Las Vegas Sun

May 7, 2024

Senate looks to change rules on filibusters

Harry Reid

Harry Reid

Before things really get under way in the 113th Congress, Sen. Harry Reid’s got a big decision to make: Will he change the Senate filibuster rules with the nuclear option or make a deal with Republicans to go partway?

A group of Democratic senators pushing for Reid to dramatically reduce the use of the procedural filibuster says he’s got the votes to do it.

“I believe we have 51 votes to use the Constitution and change the rules,” said New Mexico Sen. Tom Udall, one of a trio of Democratic senators proposing a sweeping package of reforms.

“When leader Reid steps forward and says, ‘I’ve seen this, seen the proposals, this is what I like and this is what I’m going to do,’ that’s where the rubber really hits the road,” Udall said. “When he’s ready to do that, he’s going to have the 51 votes.”

Reid has long been complaining that he has had to deal with more procedural filibuster threats than any majority leader in history.

“The Senate is simply not working as it should,” he said Thursday. “That is why, in the last Congress, I made plain that Democrats would do something to fix these issues.”

The question is how he will do it.

Republicans say that to pass a rule change to the filibuster, Reid needs to have a filibuster-proof majority of 60 votes, which he likely can’t get. He only has 55 Democrats in the Senate, and not even all of them may support a change.

But Reid has argued that, technically, he only needs a simple majority for new rules, because it’s a new Congress, and there’s nothing in the Constitution that says the filibuster has to be part of the rules.

If Reid relies on the simple majority to pass rules for the 113th Congress, it is known as the “nuclear” option, because it presupposes that Senate rules have already changed to change the rules.

The filibuster is a long-held procedural tradition in the Senate, where one or a group of Senators can hold up progress on a bill by talking it to death. It was made famous in the 1939 Frank Capra classic “Mr. Smith Goes to Washington.”

The procedural filibuster is when one or a group of senators holds up legislation by threatening to talk a bill to death, requiring the majority leader to come up with 60 votes to get around the roadblock.

In the procedural filibuster, senators never actually have to go to the floor and hold court against the legislation; the registered objection is enough to force the majority to clear a 60-vote hurdle.

Democrats have argued the last few years that Republicans use the filibuster to score political points, to the detriment of addressing important policy issues.

Republicans retort that the filibuster exists to protect the rights of the minority. They complain that Reid keeps them from being able to propose amendments to bills, leaving them with little recourse but to threaten a filibuster.

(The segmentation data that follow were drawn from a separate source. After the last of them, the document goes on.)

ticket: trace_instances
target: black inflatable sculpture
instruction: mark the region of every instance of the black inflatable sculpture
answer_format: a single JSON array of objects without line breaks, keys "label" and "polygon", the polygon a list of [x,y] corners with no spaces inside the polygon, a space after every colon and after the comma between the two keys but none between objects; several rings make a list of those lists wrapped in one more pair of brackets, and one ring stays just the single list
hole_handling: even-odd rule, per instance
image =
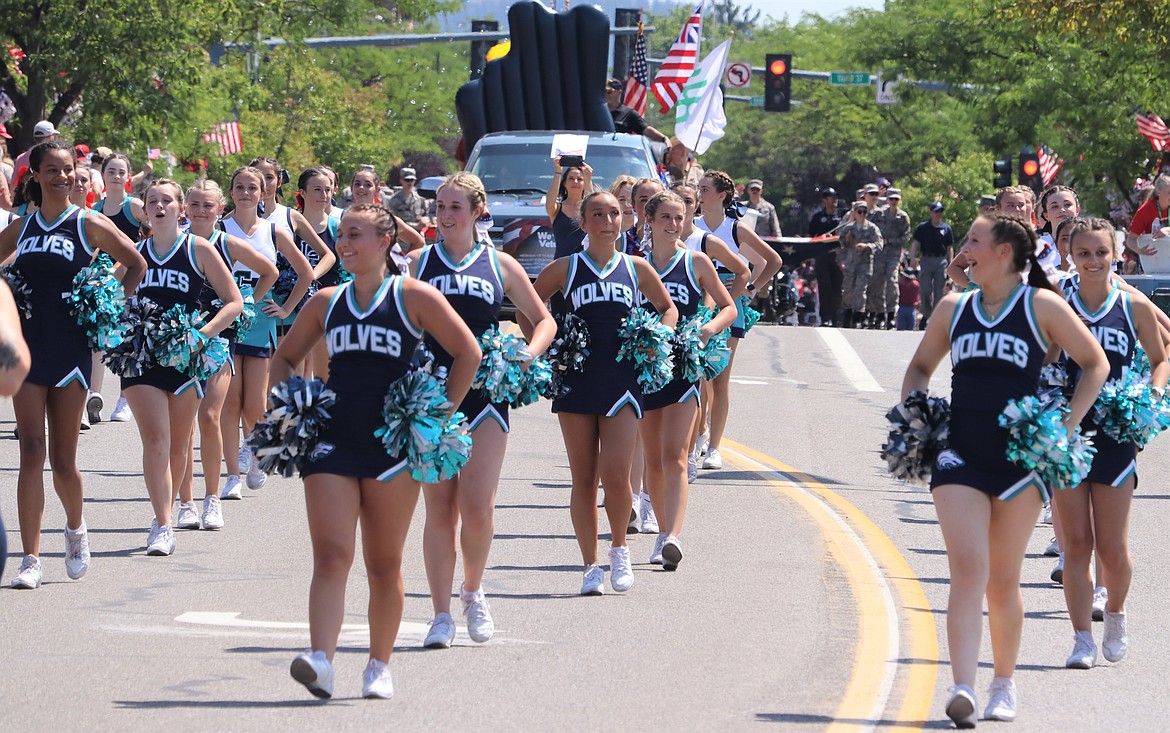
[{"label": "black inflatable sculpture", "polygon": [[553,13],[539,2],[508,8],[511,50],[460,87],[455,111],[467,150],[488,132],[613,131],[605,105],[610,19],[579,5]]}]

Earlier this week, a bipartisan group of senators led by Carl Levin of Michigan and John McCain of Arizona introduced a filibuster reform bill that would prevent the Senate from filibustering amendments.

But Udall and his co-authors, Sens. Jeff Merkley of Oregon and Tom Harkin of Iowa, don’t think the bipartisan proposal goes far enough.

The procedural filibuster, which they also refer to as a “silent filibuster,” is “a prescription for paralysis,” Merkley said.

They want to create a “talking filibuster” process in which if a simple majority of the Senate votes for a bill but not 60 senators, the minority can filibuster — but only so long as they can keep up talking on the floor.

“This forces Senators who filibuster to actually speak on the floor, greatly increasing public accountability and requiring time and energy if the minority wants to use this tool to obstruct the Senate,” Udall, Merkley and Harkin wrote in the notes on their proposal.

Their proposed package would eliminate the filibuster for motions to start debating bills and motions to send bills that have already cleared the House and Senate to conference committees.

It would also reduce the maximum time for a procedural filibuster from 30 hours to 2 hours when senators are debating presidential nominations instead of policy issues.

“These are not radical propositions,” Merkley said. “None of them are about silencing the voice of the minority. None of them are, if you will, a power grab.”

Merkley and Udall acknowledged, however, that it will be Reid’s call whether to join them or go for a modified, bipartisan proposal. Publicly, at least, Reid hasn’t made up his mind.

“I commend these passionate leaders,” Reid said of Merkley, Udall, and Harkin. “They have made compelling arguments for reform.”

In the next breath, Reid thanked Levin and McCain “for their many hours of work and negotiation.”

Because neither the filibuster nor the procedural filibuster was created by the Constitution, lawmakers have to reapprove their use as part of the Senate rules at the start of every Congress. Though the 113th Congress was sworn in Thursday afternoon, Reid deferred that debate and vote until later in January, after the presidential inauguration Jan. 20.